De acordo com o estudo «Rendimento, Desigualdade e Pobreza em Portugal», publicado pelo INE, os 10% mais ricos da população portuguesa recebiam mais rendimento do que os 50% mais pobres da população. Mais concretamente, 10% da população portuguesa recebia 29% do rendimento total, enquanto 50% da população portuguesa recebia apenas 24,7% do rendimento.
Nos últimos anos esta situação agravou-se como revelam dados do Eurotat, embora mais agregados. Efectivamente segundo o serviço de estatística oficial da União Europeia, entre 2001 e 2004, o número de vezes que o rendimento dos 20% mais ricos da população é superior aos 20% mais pobres aumentou, em Portugal, de 6,5 para 7,2 (portanto + 0,7), enquanto a média dos 25 países da União Europeia cresceu de 4,5 para 4,8 (portanto +0,3). Como consequência, a desigualdade na repartição do rendimento no nosso País que já era elevada em 2001 (ano de inicio da crise económica em Portugal), quando a comparamos com a média comunitária, aumentou ainda mais pois a diferença para pior cresceu de 2 para 2,4.

Os custos com o trabalho
estão a diminuir
em relação à média comunitária


Contrariamente ao que pretende fazer crer o pensamento económico neoliberal e mesmo o governo os custos com o trabalho em Portugal, portanto da riqueza criada que reverte para os trabalhadores, que eram já muito inferiores à média comunitária têm-se afastado cada vez mais nos últimos anos como mostra o QUADRO I , construído com dados publicados pelo Eurostat.
Em 1996, os custos horários com o trabalho representavam 42,1% da média dos países que constituíam a União Europeia nessa data, enquanto em 2004 já representavam apenas 39,8%. Afirmar, como o faz, o pensamento económico neoliberal dominante e também o actual governo que a falta de competitividade da economia portuguesa resulta fundamentalmente dos elevados custos com o Trabalho, e que a competitividade das empresas deve ser alcançada através da diminuição ainda mais destes custos não tem qualquer fundamento técnico. A prová-lo está o facto de que países com custos muito mais elevados (mais do dobro de Portugal) são competitivos.
Como mostram os dados do quadro seguinte , foi precisamente em Portugal que os ganhos dos trabalhadores da indústria registaram menor aumento a partir de 2000, pois o crescimento entre 2000 e 2005 foi apenas de 1,7%, enquanto no mesmo período em todos os países da OCDE verificou-se um aumento médio de 17%, e nos países da OCDE da Europa o crescimento atingiu 18,9%.

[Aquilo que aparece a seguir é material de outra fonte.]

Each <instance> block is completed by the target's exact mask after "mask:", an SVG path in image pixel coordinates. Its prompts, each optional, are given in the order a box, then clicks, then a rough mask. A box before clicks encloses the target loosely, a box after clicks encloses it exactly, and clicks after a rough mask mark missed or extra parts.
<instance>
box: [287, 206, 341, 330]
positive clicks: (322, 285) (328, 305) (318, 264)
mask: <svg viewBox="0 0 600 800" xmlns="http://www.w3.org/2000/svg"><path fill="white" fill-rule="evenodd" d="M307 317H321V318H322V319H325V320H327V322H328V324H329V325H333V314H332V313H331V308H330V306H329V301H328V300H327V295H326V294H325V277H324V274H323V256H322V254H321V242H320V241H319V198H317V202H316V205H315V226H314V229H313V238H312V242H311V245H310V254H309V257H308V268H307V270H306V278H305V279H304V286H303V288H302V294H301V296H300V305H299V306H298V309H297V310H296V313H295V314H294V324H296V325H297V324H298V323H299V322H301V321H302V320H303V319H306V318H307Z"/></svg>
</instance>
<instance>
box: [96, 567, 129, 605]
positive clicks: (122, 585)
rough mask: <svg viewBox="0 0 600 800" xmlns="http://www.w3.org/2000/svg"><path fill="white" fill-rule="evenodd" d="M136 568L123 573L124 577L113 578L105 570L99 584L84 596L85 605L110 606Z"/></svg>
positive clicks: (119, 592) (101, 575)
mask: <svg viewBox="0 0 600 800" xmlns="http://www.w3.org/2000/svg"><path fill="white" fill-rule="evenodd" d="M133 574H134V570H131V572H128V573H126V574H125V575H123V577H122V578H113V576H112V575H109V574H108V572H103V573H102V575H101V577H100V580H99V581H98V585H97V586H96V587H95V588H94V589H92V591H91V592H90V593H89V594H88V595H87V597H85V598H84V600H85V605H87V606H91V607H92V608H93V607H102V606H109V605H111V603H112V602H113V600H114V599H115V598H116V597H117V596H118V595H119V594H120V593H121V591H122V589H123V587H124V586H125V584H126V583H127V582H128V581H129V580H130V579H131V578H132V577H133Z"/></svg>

Em 2006, a situação continuou-se a agravar para os trabalhadores portugueses pois comparando Junho de 2006 com Junho de 2005, verifica-se uma diminuição de -1,8%, enquanto nos países da OCDE regista-se um crescimento de 2,5%, o mesmo sucedendo nos países da Europa da OCDE.
No fim de 2005, a população empregada portuguesa atingia 5.133.500 e os trabalhadores por conta de outrém eram 3.864.900. ou seja, representavam 75,6% de toda a população empregada. No entanto, a parcela de riqueza criada anualmente que recebiam, sob a forma de remunerações, era inferior a 36% em 2005 como mostram os dados divulgados pelo Banco de Portugal constantes do QUADRO II .
Em 2005, as remunerações sem as contribuições sociais (dos trabalhadores e patronais) representavam apenas 35,9% da riqueza criada nesse ano, ou seja, do PIB quando em 2005 correspondiam a cerca de 59%. Apesar da reduzida parcela que representavam as remunerações do PIB, o investimento total em Portugal sofreu uma importante redução a partir de 2001 como mostram os dados divulgados pelo INE constantes do QUADRO III .
Apesar da elevada desigualdade que se verifica na repartição do rendimento e da riqueza em Portugal, registou-se a partir de 2001 uma forte quebra no investimento total (-15,5% a preços constantes de 2000), incluindo o ano de 2006 (-16,8%), como mostram os dados das Contas Nacionais divulgadas pelo INE . A experiência empírica portuguesa mostra também a falsidade dos argumentos utilizados quer pelo governo quer pelo pensamento económico neoliberal dominante para defender a manutenção, e mesmo o agravamento das elevadas desigualdades que se verificam em Portugal na repartição da riqueza e do rendimento. Mesmo a sua manutenção constitui um importante obstáculo à recuperação económica do País e a que se atinja elevadas taxas de crescimento económico.